Existen muchas definiciones de arte. Y ninguna es correcta. Sin embargo, todos estamos de acuerdo, con diferencias en cuáles son los límites, en qué es arte y qué no. E insultar, definitivamente, lo es. O puede serlo.

Insultar es, según la RAE, "1. tr. Ofender a alguien provocándolo e irritándolo con palabras o acciones." Si bien esta definición es básicamente cierta, no es menos cierto que es incompleta. O, por lo menos, que no recoge todos los matices que puede tener un insulto. Insultar por insultar, con intención de ofender, es fácil. Esto podría matizarse, pues clásicos "Gilipollas" o "Tontolculo" están tan extendidos que ya prácticamente no ofenden nada. Para ello es necesario recurrir a otro tipo de insultos, que tienen una particularidad: Culturizan. Sí, culturizan. Porque si el insultado es un alma inquieta investigará el origen de la maravilla enciclopédica que acabamos de espetarle, o, aún peor, su significado.

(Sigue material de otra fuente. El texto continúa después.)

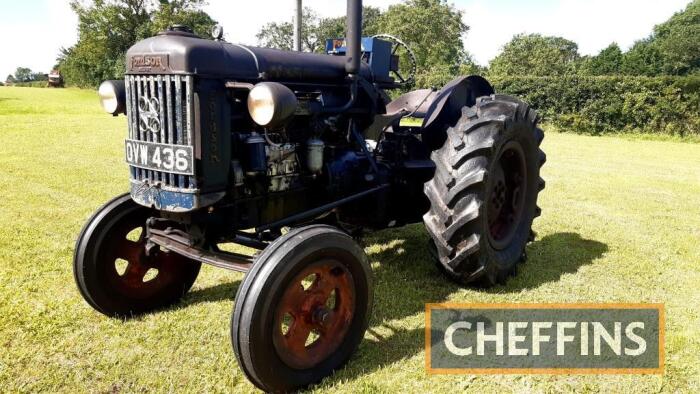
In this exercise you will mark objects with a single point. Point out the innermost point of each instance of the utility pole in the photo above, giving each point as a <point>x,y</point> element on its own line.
<point>297,26</point>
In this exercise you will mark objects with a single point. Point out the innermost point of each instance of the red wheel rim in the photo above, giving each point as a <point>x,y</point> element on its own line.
<point>314,314</point>
<point>127,267</point>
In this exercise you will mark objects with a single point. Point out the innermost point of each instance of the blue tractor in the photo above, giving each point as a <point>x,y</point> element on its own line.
<point>293,155</point>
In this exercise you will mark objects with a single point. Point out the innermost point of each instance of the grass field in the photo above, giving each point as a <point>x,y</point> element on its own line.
<point>621,223</point>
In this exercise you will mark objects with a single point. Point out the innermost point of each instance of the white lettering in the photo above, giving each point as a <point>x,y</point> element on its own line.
<point>562,338</point>
<point>584,338</point>
<point>537,336</point>
<point>449,342</point>
<point>641,343</point>
<point>144,154</point>
<point>614,343</point>
<point>181,160</point>
<point>481,337</point>
<point>514,339</point>
<point>169,161</point>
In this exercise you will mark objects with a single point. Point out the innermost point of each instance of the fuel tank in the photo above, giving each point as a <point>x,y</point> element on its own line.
<point>182,52</point>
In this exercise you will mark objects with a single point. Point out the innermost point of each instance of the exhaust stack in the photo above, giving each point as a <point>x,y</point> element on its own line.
<point>354,37</point>
<point>298,18</point>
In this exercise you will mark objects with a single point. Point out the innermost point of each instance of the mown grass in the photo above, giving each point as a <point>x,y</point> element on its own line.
<point>621,223</point>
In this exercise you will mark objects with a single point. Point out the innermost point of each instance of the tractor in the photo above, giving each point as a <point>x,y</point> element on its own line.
<point>293,155</point>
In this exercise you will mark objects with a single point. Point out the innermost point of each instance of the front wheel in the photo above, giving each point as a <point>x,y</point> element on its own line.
<point>484,193</point>
<point>303,309</point>
<point>112,270</point>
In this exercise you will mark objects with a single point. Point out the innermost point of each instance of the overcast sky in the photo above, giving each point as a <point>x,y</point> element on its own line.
<point>32,31</point>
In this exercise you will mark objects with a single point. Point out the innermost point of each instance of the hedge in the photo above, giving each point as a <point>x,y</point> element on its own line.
<point>597,105</point>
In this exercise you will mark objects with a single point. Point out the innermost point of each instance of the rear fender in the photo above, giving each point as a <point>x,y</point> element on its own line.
<point>446,106</point>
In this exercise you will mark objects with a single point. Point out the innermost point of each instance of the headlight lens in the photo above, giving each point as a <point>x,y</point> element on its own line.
<point>112,96</point>
<point>271,104</point>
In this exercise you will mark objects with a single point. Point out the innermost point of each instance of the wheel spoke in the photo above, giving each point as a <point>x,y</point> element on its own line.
<point>297,335</point>
<point>129,250</point>
<point>293,300</point>
<point>135,272</point>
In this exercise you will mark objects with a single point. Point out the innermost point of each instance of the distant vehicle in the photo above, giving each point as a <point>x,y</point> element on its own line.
<point>55,79</point>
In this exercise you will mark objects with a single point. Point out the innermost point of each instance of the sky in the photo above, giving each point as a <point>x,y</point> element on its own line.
<point>32,31</point>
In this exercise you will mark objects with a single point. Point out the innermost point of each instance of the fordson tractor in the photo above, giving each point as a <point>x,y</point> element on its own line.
<point>294,154</point>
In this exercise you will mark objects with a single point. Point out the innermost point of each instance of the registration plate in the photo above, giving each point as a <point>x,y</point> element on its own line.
<point>176,159</point>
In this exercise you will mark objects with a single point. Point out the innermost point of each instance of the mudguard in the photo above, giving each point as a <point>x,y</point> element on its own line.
<point>446,106</point>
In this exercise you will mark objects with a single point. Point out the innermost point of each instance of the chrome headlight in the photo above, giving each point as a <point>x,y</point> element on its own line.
<point>271,104</point>
<point>113,97</point>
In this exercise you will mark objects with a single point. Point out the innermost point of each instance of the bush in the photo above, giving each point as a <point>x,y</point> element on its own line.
<point>597,105</point>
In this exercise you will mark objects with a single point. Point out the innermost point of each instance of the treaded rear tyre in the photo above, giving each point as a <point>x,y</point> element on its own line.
<point>484,192</point>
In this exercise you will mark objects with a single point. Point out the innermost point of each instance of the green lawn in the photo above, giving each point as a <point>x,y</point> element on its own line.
<point>621,223</point>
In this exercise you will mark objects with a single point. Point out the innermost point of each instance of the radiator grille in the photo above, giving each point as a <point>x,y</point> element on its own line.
<point>175,98</point>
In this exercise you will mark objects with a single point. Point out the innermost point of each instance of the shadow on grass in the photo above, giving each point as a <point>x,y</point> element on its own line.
<point>220,292</point>
<point>550,258</point>
<point>406,279</point>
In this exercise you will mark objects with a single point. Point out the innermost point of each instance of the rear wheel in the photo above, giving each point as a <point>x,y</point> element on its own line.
<point>113,272</point>
<point>484,192</point>
<point>303,309</point>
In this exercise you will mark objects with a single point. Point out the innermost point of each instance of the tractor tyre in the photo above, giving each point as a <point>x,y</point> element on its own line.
<point>112,270</point>
<point>303,309</point>
<point>484,192</point>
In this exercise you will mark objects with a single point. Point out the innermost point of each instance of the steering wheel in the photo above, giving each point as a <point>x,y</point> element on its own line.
<point>396,45</point>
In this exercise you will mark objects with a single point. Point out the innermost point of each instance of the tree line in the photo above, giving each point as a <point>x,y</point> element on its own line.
<point>433,28</point>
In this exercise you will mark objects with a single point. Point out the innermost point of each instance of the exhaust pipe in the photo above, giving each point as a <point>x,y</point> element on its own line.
<point>298,18</point>
<point>354,37</point>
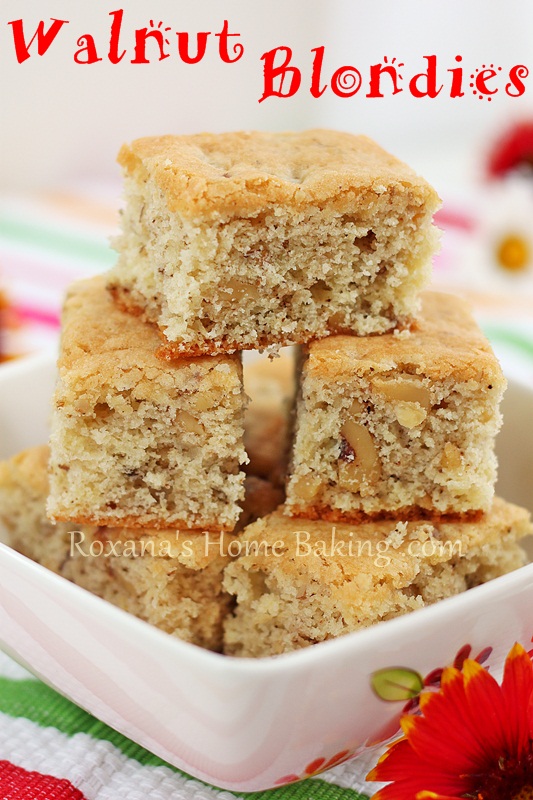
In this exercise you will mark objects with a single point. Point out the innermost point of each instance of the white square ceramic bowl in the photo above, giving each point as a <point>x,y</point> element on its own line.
<point>240,724</point>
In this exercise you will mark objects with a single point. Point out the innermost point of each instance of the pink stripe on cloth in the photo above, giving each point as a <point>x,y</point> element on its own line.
<point>37,271</point>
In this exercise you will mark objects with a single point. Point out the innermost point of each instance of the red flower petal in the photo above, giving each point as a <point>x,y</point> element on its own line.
<point>444,732</point>
<point>517,688</point>
<point>514,148</point>
<point>19,784</point>
<point>287,779</point>
<point>314,766</point>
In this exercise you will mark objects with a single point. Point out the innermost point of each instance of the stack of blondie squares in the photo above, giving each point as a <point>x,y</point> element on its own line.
<point>264,531</point>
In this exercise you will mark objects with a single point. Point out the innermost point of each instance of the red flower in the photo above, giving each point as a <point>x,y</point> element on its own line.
<point>316,767</point>
<point>473,739</point>
<point>513,151</point>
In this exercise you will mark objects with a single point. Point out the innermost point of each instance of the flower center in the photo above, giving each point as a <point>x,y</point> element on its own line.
<point>513,253</point>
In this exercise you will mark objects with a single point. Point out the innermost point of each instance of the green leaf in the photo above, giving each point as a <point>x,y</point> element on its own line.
<point>397,683</point>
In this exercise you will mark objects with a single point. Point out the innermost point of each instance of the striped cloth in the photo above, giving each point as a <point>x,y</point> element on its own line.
<point>49,748</point>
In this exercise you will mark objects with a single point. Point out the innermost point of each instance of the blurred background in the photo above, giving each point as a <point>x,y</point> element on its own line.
<point>63,123</point>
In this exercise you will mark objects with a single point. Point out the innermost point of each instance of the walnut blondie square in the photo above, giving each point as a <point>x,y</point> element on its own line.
<point>250,240</point>
<point>298,582</point>
<point>137,441</point>
<point>170,579</point>
<point>398,423</point>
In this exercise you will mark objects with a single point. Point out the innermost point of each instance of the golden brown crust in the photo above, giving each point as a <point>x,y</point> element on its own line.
<point>356,516</point>
<point>270,386</point>
<point>444,342</point>
<point>504,518</point>
<point>94,329</point>
<point>139,523</point>
<point>238,174</point>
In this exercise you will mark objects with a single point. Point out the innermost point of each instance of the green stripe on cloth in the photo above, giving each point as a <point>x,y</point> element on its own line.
<point>38,703</point>
<point>514,339</point>
<point>56,242</point>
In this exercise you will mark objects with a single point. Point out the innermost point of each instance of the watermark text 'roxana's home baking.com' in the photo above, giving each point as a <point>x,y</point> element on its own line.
<point>379,552</point>
<point>319,72</point>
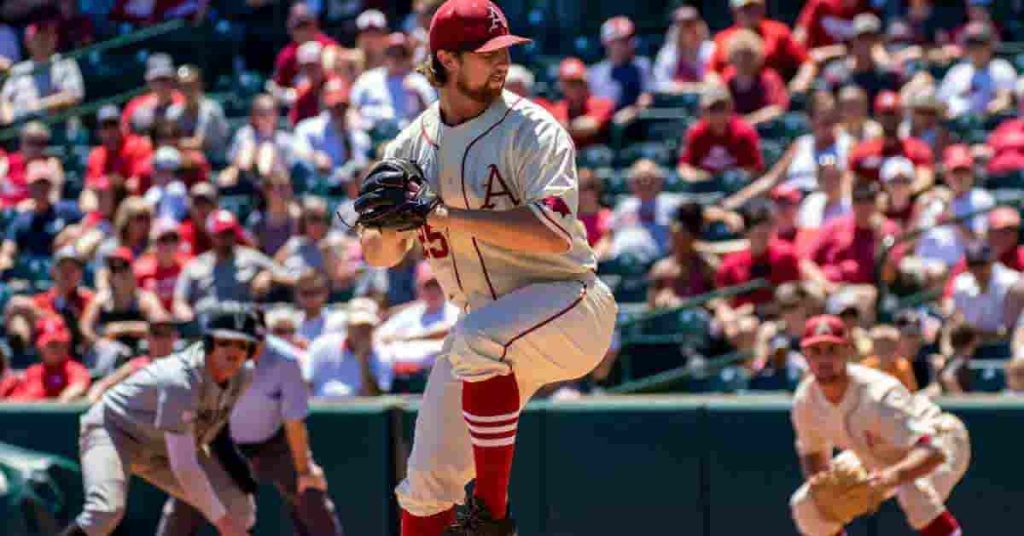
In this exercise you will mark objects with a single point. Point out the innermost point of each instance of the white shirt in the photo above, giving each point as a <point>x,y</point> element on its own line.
<point>983,308</point>
<point>965,89</point>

He de admitir, y no me da ninguna vergüenza, que muchos de los ejemplos de insultos que voy a poner ahora (de hecho todos), no son de mi cosecha, sino del profeta del insulto-arte. Archibald Haddock. El Capitán Haddock. Si bien no es el primero, es el máximo exponente de esta forma de crear pura belleza. Pongamos algunos ejemplos:

Llamar a un narigudo "Narigudo" es tremendamente vulgar. Sin embargo, llamarle "Cyrano de cuatro patas" es, además de ofensivo, una maravilla. Igualmente, que a un nazi le llames "cerdo" va a afectarle mucho menos que "Mussolini de carnaval", y un gamberro se sentirá extrañado cuando, esperando un "salvaje", reciba un "Bachi-Buzuk". Y así podríamos seguir ad infinitum.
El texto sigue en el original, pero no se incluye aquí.